Quisiera concentrarme en enfoques de una cualidad que no siempre puede ser la condición que inicia el camino y sustenta las acciones hacia el feliz desenlace de metas, aspiraciones individuales y colectivas.
Admitámoslo: aún arrastramos en muchos lugares un modo de hacer cosas en que el trabajo cotidiano se deja al azar, a la voluntad de unos pocos o de una mayoría sin rumbo ni concierto, y que lamentablemente deriva en la espontaneidad de todos o de nadie, proporcionando muy escasos frutos allí donde se manifieste.
Si el voluntarismo fuese una línea de ferrocarril, podría aseverarse que no hay tren que marche por ella o por lo menos ninguno lo haría bien.
La imagen utilizada podría parecer extraída de un relato de ficción, pero se oculta detrás de experiencias reales de numerosos compatriotas.

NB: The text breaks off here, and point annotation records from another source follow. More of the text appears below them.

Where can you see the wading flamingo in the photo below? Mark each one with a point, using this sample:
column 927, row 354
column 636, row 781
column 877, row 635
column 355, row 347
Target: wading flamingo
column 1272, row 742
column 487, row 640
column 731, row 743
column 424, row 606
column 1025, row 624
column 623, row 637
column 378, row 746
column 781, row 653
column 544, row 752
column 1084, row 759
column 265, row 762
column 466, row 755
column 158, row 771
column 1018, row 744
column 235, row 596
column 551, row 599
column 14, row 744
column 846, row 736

En nuestra cotidianidad esos trazos insisten en encontrar espacio. Afloran, por ejemplo, en esos balances laborales o de organizaciones en que problemas planteados hasta el cansancio retornan al centro del debate una y otra vez.
En uno de ellos me sentí atrapada hace solo unos días. Los presentes en la reunión no imaginaban que entre ellos, como invitada, se hallaba esta reportera quien, coincidentemente, estaba en el mismo lugar y ante las mismas caras… seis meses atrás.
Del escenario anterior regresaban no solo los mismos problemas, sino también un ambiente de inactividad en que los protagonistas procuraban respuestas al margen de su espacio, obligación o intereses comunes.
Después que el esférico de la discordia saltó de mano en mano, uno de los presentes asumió el trabajo de ese colectivo, carente hasta el momento de un líder en que sobresalieran la disciplina y organización. Ahora parecen haberlas hallado, con lo cual podrán dejar muy poca brecha a que la inercia, el descuido o la indiferencia se alíen al «quizá, tal vez, a lo mejor».
Y es que ni el más sencillo planteamiento propuesto por un colectivo puede quedar a la espontaneidad, al hecho de que alguien suponga que las cosas marcharán invariablemente bien, con lo cual no habrá hecho otra cosa que improvisar.
El trabajo de un grupo de personas puede enriquecerse a partir de actos espontáneos que se integren a un ejercicio creativo individual y colectivo. Esos pueden contribuir al logro de ambientes más participativos, socializadores y de comunicación.
Pero habrá de existir un liderazgo, una guía o ¿quién cohesionará a todos para gestionar o exigir soluciones? De no ocurrir ello, ¿quién o quiénes serán, a la larga, los responsables, sino el mismo colectivo que no logró enmendar su mayor vulnerabilidad, su espontaneidad magnificada, razón por la que nadie se responsabilizó con acuerdos o dio seguimiento a las inquietudes?
El tema da para más, pero una idea martillea las sienes: si la espontaneidad es la vía de proyección hacia el futuro, ¡cuidado!, porque a ella —mala consejera— pueden arrimarse sus hermanos la improvisación y el conformismo.